E-Ticaret Risk Değil Yatırımdır
Son haftayı Türkiye’nin ve balkanların en büyük sanayilerinden olan SS. Körfez sanayi sitesinde ve çeşitli fabrikalara yapmış olduğum ziyaretlerle geçirdim. İşleri tıkırında sürüp gitmekte olan orta ve üstü fabrika-işletmelerle birlikte darboğazda, sıkıntıda olan iş adamlarımızda göze çarpıyor. İşleri tıkırında olan kobiler ikiye ayrılıyor; birincisi ürettikleri veya sattıkları ürün mevcut pazarda az bulunduğu için yüksek kar marjıyla ürününü pazarlayanlar, ikincisi konularında uzman-kalifiye personeli bünyelerinde bulundurarak mevcut yerel, ulusal ve uluslar arası Pazarda kendi alanlarındaki gelişmelere ayak uydurmaya çalışan ticarethaneler.

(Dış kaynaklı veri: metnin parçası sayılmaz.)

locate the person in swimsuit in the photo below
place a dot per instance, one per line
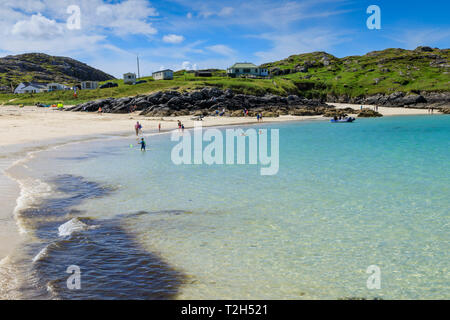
(137, 127)
(143, 144)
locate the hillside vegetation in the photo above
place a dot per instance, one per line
(41, 67)
(312, 75)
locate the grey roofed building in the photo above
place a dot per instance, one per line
(246, 69)
(31, 87)
(166, 74)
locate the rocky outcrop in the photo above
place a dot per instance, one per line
(205, 101)
(368, 113)
(44, 68)
(400, 99)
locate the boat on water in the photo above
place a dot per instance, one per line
(348, 119)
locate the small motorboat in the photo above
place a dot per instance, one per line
(349, 119)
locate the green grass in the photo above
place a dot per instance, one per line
(396, 69)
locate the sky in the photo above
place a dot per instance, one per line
(199, 34)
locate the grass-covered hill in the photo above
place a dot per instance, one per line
(387, 71)
(40, 67)
(312, 75)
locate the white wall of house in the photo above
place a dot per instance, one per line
(27, 87)
(163, 75)
(19, 88)
(55, 86)
(89, 85)
(129, 78)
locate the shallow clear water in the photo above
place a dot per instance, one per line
(347, 196)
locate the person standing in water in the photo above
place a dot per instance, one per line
(143, 144)
(138, 128)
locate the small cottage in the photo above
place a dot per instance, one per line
(31, 87)
(129, 78)
(56, 86)
(246, 69)
(163, 75)
(89, 85)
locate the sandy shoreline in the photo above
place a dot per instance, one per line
(25, 129)
(31, 124)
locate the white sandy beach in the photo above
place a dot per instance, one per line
(31, 124)
(40, 126)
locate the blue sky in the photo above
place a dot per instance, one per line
(214, 34)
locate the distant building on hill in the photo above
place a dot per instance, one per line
(56, 86)
(129, 78)
(31, 87)
(163, 75)
(89, 85)
(203, 73)
(246, 69)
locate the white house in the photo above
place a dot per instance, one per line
(56, 86)
(129, 78)
(31, 87)
(89, 85)
(163, 75)
(246, 69)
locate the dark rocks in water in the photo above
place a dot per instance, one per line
(205, 101)
(368, 113)
(414, 99)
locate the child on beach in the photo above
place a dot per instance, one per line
(138, 128)
(143, 144)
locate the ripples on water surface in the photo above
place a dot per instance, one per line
(347, 196)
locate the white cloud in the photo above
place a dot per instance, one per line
(412, 38)
(173, 38)
(222, 49)
(226, 11)
(37, 26)
(128, 17)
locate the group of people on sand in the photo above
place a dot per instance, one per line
(139, 132)
(259, 117)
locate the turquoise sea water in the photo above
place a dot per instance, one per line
(347, 196)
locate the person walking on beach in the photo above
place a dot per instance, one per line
(138, 128)
(143, 144)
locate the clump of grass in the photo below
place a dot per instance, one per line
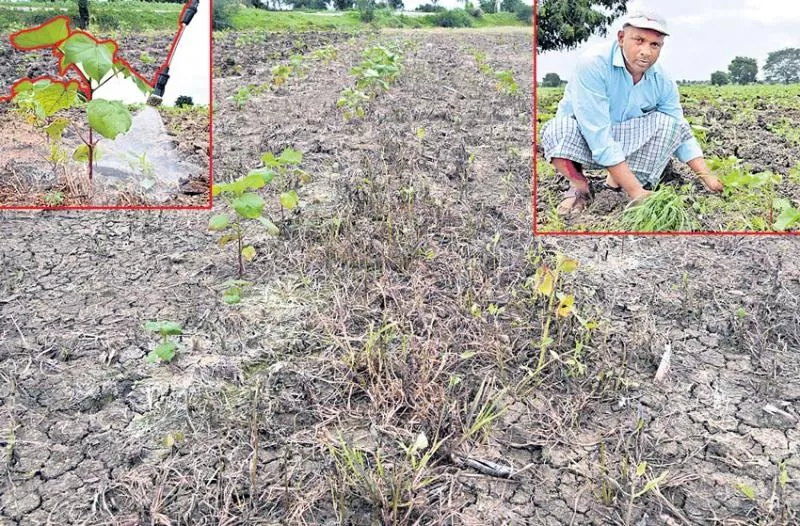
(665, 210)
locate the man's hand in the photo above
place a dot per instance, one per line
(710, 181)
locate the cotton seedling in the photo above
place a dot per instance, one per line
(246, 205)
(165, 350)
(95, 62)
(506, 82)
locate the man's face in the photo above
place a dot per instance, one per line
(640, 47)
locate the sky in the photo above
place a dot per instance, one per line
(189, 70)
(705, 35)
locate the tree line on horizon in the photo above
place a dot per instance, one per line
(782, 67)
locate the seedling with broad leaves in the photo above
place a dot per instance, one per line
(165, 350)
(241, 197)
(46, 98)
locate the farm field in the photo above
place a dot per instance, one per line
(401, 350)
(750, 140)
(39, 171)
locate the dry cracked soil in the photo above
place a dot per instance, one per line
(398, 302)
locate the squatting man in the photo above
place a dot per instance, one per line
(622, 113)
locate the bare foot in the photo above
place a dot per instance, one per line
(574, 202)
(638, 198)
(711, 182)
(610, 183)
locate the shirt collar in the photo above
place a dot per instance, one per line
(619, 61)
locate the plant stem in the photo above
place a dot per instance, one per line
(239, 241)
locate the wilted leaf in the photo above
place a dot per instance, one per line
(218, 222)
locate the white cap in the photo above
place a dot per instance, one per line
(647, 21)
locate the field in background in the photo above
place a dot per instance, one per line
(750, 137)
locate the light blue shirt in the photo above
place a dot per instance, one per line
(602, 93)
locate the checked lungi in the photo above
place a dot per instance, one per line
(648, 143)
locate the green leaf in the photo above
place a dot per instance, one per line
(289, 199)
(164, 328)
(747, 491)
(81, 154)
(248, 205)
(127, 73)
(254, 180)
(56, 128)
(46, 35)
(270, 226)
(291, 156)
(263, 173)
(93, 57)
(108, 118)
(249, 253)
(788, 218)
(164, 351)
(218, 222)
(55, 96)
(227, 238)
(232, 296)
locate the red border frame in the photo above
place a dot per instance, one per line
(152, 83)
(534, 193)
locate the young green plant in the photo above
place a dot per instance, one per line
(95, 63)
(246, 205)
(165, 350)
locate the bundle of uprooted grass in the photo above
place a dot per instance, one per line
(665, 210)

İşlerinin ve kazançlarının azlığından yakınanlarında iki temel özelliği ön plana çıkıyor; pazardaki aşırı doluluk nedeniyle Pazar paylarını kaybetmiş olanlar, yıllardır emek sarf ettikleri sahalarında gerçekleşmiş olan teknik ve ekonomik devrimlerden eski makinelerle uğraşırken farkında olamayan yani bilerek veya farkında olmayarak pazara uygun kendilerini yenileyemeyen işletmeler. Bahse konu bu son işletme ve fabrikaların kendilerini yenilememeleri veya sektör değiştirmelerinden başka alternatif gözükmüyor. Aksi takdirde fabrikacıklarının kapılarına kilit vuracakları zaman hiçte uzak değil.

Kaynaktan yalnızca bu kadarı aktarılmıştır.